Amanda Claybaugh, explicator of the nineteenth-century novel

Meet the expert on nineteenth-century novels and reformist writings.

Amanda Claybaugh

Academics sometimes say you can see the seeds of an entire career in a scholar’s first book. “I’ve always felt that’s not true about my book,” says professor of English Amanda Claybaugh about The Novel of Purpose: Literature and Social Reform in the Anglo-American World, “but that is a question for me: What is the purpose behind literature? Is it enough to be good and meaningful?
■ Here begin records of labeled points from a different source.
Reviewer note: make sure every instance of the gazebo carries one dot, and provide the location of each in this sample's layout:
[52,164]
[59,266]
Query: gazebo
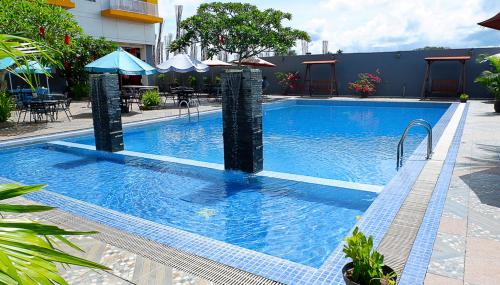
[329,85]
[444,86]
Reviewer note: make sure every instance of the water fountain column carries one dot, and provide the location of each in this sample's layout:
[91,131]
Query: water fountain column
[106,112]
[242,119]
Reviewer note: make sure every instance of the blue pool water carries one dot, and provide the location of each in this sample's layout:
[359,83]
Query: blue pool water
[297,221]
[348,141]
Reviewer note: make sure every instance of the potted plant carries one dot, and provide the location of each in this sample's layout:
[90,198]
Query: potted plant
[150,100]
[464,97]
[365,84]
[491,78]
[367,266]
[287,80]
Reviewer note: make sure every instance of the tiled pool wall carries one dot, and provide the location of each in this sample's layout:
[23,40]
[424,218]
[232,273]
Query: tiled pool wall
[418,261]
[375,221]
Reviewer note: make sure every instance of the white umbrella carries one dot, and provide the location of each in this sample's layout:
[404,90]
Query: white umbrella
[182,63]
[216,63]
[256,62]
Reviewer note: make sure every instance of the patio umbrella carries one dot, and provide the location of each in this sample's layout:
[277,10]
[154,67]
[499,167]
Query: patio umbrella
[4,64]
[493,22]
[216,63]
[120,62]
[256,62]
[182,63]
[34,67]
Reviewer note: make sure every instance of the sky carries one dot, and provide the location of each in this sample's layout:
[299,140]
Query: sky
[375,25]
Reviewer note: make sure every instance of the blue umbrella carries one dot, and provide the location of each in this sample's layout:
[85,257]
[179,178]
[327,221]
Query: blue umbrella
[120,62]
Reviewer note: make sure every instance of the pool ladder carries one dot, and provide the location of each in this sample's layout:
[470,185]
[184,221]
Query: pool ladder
[188,104]
[417,122]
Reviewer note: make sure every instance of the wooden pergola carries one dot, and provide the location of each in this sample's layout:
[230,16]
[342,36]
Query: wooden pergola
[329,85]
[448,86]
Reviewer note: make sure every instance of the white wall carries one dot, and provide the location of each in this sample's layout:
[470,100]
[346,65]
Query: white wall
[88,15]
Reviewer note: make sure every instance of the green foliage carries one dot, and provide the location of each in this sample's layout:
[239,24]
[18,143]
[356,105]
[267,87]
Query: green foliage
[490,78]
[151,98]
[192,81]
[6,106]
[80,90]
[238,28]
[26,17]
[367,262]
[17,48]
[29,250]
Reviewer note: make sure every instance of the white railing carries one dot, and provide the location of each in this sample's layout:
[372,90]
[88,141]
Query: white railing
[134,6]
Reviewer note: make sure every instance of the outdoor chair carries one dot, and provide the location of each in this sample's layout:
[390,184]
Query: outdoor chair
[40,110]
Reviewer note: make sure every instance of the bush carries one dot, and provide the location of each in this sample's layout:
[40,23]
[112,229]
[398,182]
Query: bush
[151,98]
[367,262]
[6,106]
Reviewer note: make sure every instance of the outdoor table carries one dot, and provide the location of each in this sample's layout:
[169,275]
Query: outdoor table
[49,107]
[183,94]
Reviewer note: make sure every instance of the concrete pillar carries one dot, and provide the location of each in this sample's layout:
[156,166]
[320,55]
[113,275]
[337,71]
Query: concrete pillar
[242,119]
[106,112]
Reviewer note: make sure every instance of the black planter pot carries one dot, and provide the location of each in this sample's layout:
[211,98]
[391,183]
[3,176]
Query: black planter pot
[386,269]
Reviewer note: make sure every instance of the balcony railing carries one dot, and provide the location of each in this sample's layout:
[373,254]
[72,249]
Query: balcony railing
[134,6]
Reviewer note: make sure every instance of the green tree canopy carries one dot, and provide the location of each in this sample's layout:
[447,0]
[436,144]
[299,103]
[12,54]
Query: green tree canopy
[238,28]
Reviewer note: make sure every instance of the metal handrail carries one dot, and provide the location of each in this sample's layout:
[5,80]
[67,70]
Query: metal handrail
[417,122]
[188,104]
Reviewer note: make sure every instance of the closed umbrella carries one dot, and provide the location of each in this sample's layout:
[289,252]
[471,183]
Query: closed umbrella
[182,63]
[216,63]
[34,67]
[120,62]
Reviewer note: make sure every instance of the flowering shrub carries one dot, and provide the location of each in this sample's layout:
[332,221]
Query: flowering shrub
[288,80]
[366,83]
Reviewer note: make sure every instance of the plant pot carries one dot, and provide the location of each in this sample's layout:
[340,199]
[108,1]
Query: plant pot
[386,269]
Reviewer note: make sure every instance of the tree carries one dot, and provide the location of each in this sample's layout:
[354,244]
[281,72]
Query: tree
[238,28]
[50,24]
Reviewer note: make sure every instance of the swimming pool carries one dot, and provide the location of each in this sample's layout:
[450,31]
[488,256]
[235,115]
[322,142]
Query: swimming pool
[341,140]
[297,221]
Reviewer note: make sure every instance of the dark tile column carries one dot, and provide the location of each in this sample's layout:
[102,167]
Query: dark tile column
[242,119]
[106,112]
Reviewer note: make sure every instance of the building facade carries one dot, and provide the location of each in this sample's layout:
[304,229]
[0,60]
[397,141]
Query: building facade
[130,23]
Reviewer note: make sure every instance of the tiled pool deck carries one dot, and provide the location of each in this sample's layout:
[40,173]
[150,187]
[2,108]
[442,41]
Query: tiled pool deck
[467,247]
[376,222]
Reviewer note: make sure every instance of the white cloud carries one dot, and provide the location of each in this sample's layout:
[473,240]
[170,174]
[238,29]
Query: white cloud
[373,25]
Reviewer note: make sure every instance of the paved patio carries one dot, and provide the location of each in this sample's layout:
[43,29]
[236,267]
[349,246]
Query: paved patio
[467,247]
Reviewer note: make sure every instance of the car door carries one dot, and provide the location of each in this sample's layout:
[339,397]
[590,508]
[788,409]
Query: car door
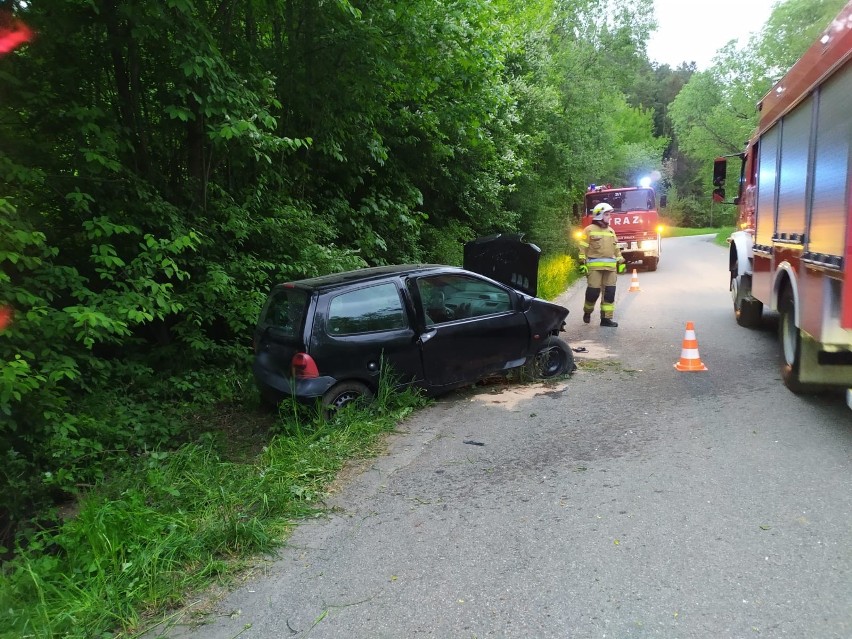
[365,328]
[481,330]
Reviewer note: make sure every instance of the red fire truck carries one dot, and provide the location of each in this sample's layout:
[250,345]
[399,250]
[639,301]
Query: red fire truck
[793,253]
[634,220]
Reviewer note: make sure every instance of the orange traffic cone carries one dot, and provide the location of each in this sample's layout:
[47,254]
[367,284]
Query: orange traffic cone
[634,283]
[689,359]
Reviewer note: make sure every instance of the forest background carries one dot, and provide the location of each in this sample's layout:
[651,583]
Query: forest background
[162,164]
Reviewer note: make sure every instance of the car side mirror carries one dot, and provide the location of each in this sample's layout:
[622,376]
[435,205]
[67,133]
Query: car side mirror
[720,172]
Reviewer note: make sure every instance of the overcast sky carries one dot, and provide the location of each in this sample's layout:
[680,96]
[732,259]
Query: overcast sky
[693,30]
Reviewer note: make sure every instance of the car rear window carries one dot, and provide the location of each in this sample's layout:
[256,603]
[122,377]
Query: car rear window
[366,310]
[285,311]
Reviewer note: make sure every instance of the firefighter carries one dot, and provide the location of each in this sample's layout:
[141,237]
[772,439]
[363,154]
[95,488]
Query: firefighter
[600,261]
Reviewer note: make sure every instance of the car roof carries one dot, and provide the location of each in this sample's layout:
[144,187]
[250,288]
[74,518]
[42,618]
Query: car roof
[333,280]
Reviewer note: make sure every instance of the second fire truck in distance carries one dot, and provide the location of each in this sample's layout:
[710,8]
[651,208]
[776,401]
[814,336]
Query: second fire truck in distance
[634,219]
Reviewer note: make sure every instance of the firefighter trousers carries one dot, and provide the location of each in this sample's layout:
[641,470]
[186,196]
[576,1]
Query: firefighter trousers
[595,281]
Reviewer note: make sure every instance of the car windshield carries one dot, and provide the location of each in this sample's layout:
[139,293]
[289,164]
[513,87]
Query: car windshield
[284,311]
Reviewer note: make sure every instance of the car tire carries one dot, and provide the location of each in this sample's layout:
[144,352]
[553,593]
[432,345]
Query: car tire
[553,358]
[343,394]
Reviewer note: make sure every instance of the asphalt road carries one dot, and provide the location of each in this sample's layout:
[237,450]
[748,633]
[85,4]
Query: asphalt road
[631,500]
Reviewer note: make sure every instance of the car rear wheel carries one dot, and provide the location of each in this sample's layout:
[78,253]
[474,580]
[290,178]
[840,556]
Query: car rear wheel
[344,394]
[553,358]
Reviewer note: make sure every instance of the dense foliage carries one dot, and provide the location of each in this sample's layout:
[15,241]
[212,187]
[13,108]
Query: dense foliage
[163,163]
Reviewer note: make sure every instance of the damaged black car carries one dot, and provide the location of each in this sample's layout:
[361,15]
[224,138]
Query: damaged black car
[437,327]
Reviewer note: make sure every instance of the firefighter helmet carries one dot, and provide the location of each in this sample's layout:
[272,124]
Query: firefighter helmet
[600,209]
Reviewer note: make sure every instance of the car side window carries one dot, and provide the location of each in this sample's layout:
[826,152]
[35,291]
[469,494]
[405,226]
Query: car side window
[366,310]
[285,311]
[450,297]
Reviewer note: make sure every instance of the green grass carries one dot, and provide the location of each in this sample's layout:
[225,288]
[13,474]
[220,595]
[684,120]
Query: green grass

Should there also be some kind of social good?” After receiving her Ph.D. from Harvard in 2001, Claybaugh moved to Columbia, offering courses in English and comparative literature and earning praise for her teaching, as she had in Cambridge. (Having won two Bok Awards in graduate school, she became the first junior faculty member to win Columbia’s Presidential Teaching Prize.) She returned to Harvard in 2010. She’s currently at work on two books. One is a study of representations of the expanding federal government in post-Civil War literature: “Our political environment today is troubled by our inability to understand what the federal government does for people,” Claybaugh observes, “and if I can get back to the origins of how people thought about it, I hope I can understand our contemporary moment better.” The second is a history of a postbellum emancipated slave community on South Carolina’s Sea Islands. Her interest springs from wondering, “What is it like to be a slave, and then be free, and then basically be a slave again when Reconstruction’s over?” By making use of evidence found in diaries and letters, “I’m telling the story of how these people tried to create a post-Emancipation society.” Claybaugh also works extensively with contemporary literature. She’s reviewed books for n+1 and the London Review of Books, and teaches a class on the contemporary novel: “I find it really exciting,” she says, “to be one of the first people to talk about something.”